The current study still existed several limitations. Firstly, the sample size of male patients and patients over forty years old should be further increased in future research in order to reduce the size of the confidence interval and improve the power of the test, as well as to explore possible linear relationships or saturation effects between age and PPTs in female patients. Secondly, due to the limitation of clinical data collection, the study lacked a healthy control group, so the information regarding the PPTs baseline was unavailable. Therefore, this study did not compare the difference in PPTs between patients with and without TMD. Third, the current study excluded patients who had used analgesics in the last three months. Although we controlled for pain intensity in the statistical analysis, this could still lead to a potential sample skew toward patients with less severe pain.

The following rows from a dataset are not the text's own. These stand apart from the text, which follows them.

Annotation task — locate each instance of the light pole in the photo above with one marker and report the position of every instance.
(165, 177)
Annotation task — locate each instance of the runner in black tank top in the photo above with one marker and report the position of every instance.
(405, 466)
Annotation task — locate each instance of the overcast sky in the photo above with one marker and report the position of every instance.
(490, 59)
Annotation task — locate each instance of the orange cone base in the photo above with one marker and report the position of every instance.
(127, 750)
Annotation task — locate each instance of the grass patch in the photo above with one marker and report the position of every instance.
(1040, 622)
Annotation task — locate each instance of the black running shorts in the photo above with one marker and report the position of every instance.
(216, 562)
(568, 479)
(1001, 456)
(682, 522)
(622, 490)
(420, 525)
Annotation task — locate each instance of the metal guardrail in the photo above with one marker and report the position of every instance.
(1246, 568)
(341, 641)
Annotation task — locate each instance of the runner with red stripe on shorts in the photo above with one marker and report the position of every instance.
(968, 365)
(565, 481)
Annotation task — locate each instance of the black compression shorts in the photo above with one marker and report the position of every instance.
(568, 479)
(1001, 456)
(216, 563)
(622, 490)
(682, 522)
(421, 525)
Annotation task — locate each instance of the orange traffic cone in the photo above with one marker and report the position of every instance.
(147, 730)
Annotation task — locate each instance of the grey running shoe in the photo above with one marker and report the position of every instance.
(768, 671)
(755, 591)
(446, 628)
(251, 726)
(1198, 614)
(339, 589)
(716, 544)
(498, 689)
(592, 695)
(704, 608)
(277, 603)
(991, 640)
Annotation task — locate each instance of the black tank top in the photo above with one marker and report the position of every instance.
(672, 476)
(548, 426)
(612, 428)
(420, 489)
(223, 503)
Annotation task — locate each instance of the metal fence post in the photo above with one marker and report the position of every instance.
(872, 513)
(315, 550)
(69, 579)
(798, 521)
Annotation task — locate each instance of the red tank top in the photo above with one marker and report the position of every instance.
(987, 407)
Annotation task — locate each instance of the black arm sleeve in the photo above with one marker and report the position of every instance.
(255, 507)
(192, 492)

In addition, our study focused only on populations in southwest China, and further studies are needed to confirm whether there are racial differences in the findings.

Conclusion

PPTs in the orofacial region were associated with gender and age in TMD patients. Moreover, pain duration and pain intensity do not show a significant correlation with PPTs in TMD patients. In female patients with TMD, PPTs were significantly positively associated with age and there was a significant negative association between PPT of the left TMJ and left PT. In male patients, PPTs were not significantly associated with age, and the association of PPTs with PT was also not significant. Researchers and dentists should take age and gender into account when using PPTs as auxiliary diagnostic indicators for PT.

Disclosure

The authors report no conflicts of interest in this work.